According to BIP-360, including four cryptosystems is motivated by the need to support hybrid cryptography, especially for large outputs such as exchange cold-storage wallets. A new library akin to libsecp256k1 will be developed for adoption.

Hunter Beast allows that, after P2QRH is deployed, there may be demand for Pay to Quantum Secure (P2QS) addresses:

“There is a distinction between cryptography that is merely resistant to quantum attacks and cryptography that is secured using dedicated quantum hardware. P2QRH is quantum-resistant, whereas P2QS is quantum-secure. Signing would require specialised quantum hardware, but the public keys would remain verifiable by classical means. P2QS would require additional BIPs.”

For now, quantum-cryptography hardware is not widely available, so quantum-resistant addresses may serve as an acceptable interim solution.

The quantum transition

In October 2024, researchers at the University of Kent published an analysis estimating the time required to move bitcoins to quantum-resistant addresses.

“We calculated a lower bound on the cumulative time needed for the above transition. It is 1,827.96 hours (or 76.16 days). We also show that the transition must be completed before quantum devices that break ECDSA appear, to ensure bitcoin’s security,” the paper states.

In his presentation at Future of Bitcoin 2024, Casa’s CTO Jameson Lopp calculated that migrating all UTXOs would take at least 20,500 blocks (about 142 days).

“But it’s far more likely to take longer, because that’s the most optimistic scenario in which the bitcoin network is used exclusively for migration. Such expectations are, of course, unrealistic. The process could take years. We should be conservative and assume it may take many years,” Lopp argues.
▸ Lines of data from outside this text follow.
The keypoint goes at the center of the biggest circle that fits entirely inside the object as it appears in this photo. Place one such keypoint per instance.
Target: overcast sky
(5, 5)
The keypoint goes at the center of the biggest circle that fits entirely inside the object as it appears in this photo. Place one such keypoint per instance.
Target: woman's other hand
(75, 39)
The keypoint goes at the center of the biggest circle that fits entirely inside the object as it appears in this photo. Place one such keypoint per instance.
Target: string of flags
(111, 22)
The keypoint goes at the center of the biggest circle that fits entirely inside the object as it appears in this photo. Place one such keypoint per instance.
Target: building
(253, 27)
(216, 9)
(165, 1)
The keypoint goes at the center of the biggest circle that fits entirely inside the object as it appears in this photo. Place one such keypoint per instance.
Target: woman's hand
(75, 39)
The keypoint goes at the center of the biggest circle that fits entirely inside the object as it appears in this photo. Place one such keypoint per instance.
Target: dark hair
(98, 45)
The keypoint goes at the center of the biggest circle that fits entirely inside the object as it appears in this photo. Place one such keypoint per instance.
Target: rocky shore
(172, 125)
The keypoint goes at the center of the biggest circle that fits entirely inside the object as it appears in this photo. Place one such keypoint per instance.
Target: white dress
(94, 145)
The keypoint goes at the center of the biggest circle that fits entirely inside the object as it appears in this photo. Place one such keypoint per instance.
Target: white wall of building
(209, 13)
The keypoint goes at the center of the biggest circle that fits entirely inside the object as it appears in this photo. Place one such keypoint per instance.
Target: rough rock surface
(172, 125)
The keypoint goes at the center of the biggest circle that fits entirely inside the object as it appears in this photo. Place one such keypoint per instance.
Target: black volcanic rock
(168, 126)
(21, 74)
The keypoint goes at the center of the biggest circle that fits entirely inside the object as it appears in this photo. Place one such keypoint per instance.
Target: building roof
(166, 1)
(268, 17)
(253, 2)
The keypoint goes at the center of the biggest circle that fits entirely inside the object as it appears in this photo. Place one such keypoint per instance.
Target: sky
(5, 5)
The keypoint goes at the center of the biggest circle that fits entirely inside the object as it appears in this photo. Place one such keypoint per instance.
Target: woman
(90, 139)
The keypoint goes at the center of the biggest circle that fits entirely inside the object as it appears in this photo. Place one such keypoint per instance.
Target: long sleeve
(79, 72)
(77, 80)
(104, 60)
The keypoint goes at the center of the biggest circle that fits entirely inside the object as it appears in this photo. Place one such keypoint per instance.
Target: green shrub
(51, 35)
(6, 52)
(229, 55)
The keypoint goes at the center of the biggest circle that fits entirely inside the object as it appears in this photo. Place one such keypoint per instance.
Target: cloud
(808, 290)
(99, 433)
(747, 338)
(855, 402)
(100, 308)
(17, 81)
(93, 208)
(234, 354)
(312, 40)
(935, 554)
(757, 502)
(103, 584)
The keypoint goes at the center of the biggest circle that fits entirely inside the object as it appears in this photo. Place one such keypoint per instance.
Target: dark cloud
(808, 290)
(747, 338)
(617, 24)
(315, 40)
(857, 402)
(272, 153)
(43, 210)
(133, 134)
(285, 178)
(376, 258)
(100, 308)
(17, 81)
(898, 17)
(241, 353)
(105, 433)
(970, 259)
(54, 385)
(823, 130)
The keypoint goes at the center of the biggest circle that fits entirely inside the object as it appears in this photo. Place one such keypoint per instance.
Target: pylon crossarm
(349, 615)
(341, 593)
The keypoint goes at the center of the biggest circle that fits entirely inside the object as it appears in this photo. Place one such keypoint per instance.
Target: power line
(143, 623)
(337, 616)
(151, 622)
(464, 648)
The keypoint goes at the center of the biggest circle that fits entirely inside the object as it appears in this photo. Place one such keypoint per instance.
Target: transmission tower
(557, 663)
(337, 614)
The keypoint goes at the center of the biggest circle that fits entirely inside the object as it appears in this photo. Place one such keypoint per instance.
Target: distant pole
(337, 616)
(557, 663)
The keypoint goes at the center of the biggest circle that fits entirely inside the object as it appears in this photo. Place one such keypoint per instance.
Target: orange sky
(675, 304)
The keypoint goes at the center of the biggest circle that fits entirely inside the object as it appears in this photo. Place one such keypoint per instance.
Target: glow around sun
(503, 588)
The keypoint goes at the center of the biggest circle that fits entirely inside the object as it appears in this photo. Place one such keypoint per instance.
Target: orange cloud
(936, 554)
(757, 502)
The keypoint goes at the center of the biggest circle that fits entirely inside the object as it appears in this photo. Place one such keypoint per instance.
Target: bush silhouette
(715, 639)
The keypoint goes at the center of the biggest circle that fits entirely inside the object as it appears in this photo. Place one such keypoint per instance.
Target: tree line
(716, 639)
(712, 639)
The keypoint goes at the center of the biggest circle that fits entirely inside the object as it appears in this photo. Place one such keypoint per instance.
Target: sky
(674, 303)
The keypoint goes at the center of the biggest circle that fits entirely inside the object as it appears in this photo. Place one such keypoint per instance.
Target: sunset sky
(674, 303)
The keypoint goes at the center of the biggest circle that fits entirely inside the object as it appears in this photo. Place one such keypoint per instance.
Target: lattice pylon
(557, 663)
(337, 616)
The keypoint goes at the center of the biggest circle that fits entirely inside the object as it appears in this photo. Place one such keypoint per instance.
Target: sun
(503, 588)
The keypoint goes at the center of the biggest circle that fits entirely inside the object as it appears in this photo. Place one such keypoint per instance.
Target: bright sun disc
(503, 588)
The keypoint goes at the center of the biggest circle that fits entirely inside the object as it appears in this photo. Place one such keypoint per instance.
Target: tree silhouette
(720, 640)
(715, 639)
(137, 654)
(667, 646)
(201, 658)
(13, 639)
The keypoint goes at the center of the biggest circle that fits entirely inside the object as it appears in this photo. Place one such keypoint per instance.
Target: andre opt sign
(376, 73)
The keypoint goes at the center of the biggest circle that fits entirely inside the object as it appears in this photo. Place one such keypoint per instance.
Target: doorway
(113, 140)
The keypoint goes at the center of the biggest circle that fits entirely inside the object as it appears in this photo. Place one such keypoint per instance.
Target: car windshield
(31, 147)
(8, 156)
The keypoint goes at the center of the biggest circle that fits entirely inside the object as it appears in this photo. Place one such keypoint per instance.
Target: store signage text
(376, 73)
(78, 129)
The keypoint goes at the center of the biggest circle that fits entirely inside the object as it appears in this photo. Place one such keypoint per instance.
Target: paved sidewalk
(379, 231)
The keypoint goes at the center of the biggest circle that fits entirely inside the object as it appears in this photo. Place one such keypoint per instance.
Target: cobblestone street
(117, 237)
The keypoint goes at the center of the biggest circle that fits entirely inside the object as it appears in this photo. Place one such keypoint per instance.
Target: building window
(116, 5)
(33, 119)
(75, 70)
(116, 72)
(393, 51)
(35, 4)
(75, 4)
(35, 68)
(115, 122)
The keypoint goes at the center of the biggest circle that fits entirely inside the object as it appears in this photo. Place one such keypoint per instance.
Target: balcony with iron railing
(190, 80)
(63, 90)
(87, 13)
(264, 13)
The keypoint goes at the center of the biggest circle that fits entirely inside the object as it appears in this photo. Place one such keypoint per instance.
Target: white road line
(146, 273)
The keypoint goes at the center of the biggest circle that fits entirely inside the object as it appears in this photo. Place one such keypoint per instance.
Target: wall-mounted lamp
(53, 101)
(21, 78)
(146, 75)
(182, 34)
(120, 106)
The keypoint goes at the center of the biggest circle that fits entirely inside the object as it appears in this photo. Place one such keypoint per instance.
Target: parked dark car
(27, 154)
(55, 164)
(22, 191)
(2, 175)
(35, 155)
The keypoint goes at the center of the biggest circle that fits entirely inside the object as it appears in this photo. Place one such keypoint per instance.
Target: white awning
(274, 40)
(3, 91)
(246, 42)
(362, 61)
He concludes that even if the quantum threat seems distant, it is better to discuss it “sooner rather than later.”

Conclusions

Over the years bitcoin has faced varied bouts of FUD: the spectre of a 51% attack, government bans, altcoin competition and, now, quantum computing. These concerns surface regularly, yet the first cryptocurrency has so far proved resilient.
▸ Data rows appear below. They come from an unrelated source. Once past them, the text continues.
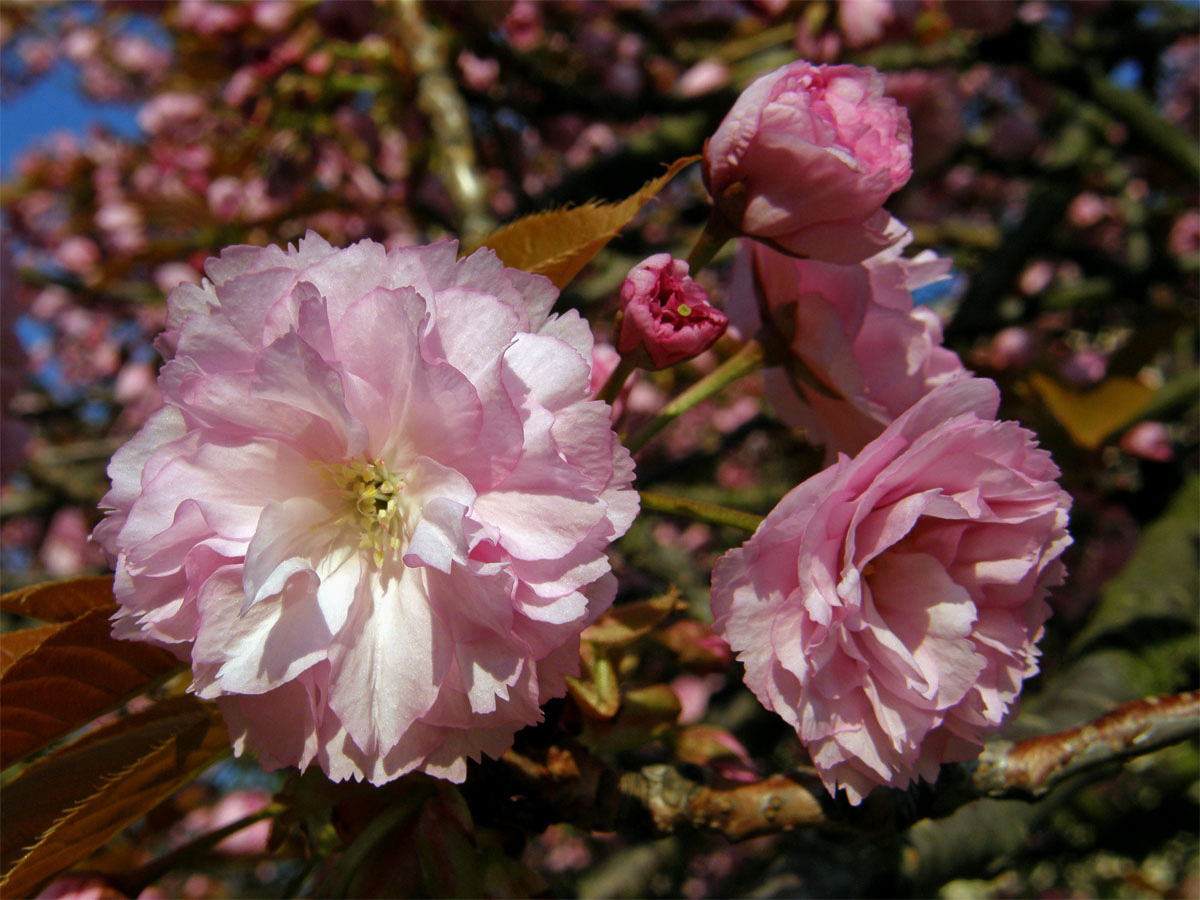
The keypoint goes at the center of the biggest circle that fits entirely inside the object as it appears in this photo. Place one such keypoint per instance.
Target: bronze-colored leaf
(16, 645)
(1091, 417)
(624, 624)
(67, 805)
(61, 600)
(559, 243)
(71, 677)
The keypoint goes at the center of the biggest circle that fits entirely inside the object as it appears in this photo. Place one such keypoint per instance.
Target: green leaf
(445, 845)
(624, 624)
(559, 243)
(645, 714)
(1091, 417)
(64, 808)
(598, 695)
(70, 677)
(61, 600)
(16, 645)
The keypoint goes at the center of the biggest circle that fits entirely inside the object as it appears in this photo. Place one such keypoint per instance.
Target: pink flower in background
(666, 316)
(375, 505)
(807, 157)
(859, 352)
(1150, 441)
(888, 609)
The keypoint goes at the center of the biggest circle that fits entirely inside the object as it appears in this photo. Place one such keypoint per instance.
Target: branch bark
(575, 786)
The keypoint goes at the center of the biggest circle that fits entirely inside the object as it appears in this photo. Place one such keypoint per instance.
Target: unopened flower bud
(666, 313)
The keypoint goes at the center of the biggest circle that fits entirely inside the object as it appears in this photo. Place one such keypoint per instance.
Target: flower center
(377, 504)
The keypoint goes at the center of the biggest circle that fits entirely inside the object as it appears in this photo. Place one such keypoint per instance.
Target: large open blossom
(375, 507)
(888, 609)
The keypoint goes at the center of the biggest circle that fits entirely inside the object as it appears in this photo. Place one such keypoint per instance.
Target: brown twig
(1036, 766)
(575, 786)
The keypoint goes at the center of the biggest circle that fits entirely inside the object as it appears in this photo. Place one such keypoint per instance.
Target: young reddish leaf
(71, 677)
(706, 744)
(94, 789)
(1092, 415)
(559, 243)
(16, 645)
(61, 600)
(624, 624)
(696, 643)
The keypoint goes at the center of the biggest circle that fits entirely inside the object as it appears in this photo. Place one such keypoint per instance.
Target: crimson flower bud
(666, 315)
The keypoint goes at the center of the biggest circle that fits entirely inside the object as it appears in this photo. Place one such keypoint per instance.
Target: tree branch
(571, 785)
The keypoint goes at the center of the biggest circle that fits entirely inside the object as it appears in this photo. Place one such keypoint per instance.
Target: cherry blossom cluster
(889, 607)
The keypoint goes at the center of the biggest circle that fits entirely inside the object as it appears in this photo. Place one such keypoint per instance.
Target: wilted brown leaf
(624, 624)
(1092, 415)
(559, 243)
(67, 805)
(72, 676)
(61, 600)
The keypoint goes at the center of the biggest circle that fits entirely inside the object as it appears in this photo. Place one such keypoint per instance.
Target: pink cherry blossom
(375, 507)
(1150, 441)
(859, 352)
(888, 609)
(807, 157)
(666, 316)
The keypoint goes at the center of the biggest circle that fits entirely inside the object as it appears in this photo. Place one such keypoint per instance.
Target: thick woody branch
(574, 786)
(1036, 766)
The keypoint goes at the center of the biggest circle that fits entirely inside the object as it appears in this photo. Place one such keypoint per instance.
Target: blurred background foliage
(1056, 163)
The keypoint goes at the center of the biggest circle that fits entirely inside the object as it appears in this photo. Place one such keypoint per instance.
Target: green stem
(700, 511)
(611, 389)
(741, 364)
(715, 235)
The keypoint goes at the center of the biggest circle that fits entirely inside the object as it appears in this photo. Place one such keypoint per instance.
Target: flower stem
(611, 389)
(715, 235)
(700, 511)
(743, 363)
“After spot ETF approvals and BlackRock’s educational videos on bitcoin, nobody is talking about bans anymore. Fears of a 51% attack were always overstated, and its impact on the network is extremely limited,” note representatives of Mixer.Money.

The quantum threat is deeper, but the proposed QuBit soft fork shows developers are well aware of it. Quantum resistance also features in Ethereum’s roadmap, from which the bitcoin community can glean useful lessons.

“It’s worth noting, however, that Ethereum can execute a quantum transition with another hard fork. Bitcoin is more complex: there are no hard forks, and Satoshi’s coins cannot simply be frozen—doing so would undermine the first cryptocurrency’s foundational principles,” say the team at Mixer.Money.

The fate of “Satoshi’s shield” and other coins that do not move to quantum-resistant addresses remains unclear. The bitcoin developer Luke Dashjr suggests that, in future, they might be treated as akin to mining.

“In the end, 37% of the supply mined by quantum computers is no different from 37% mined by ASIC miners,” he said.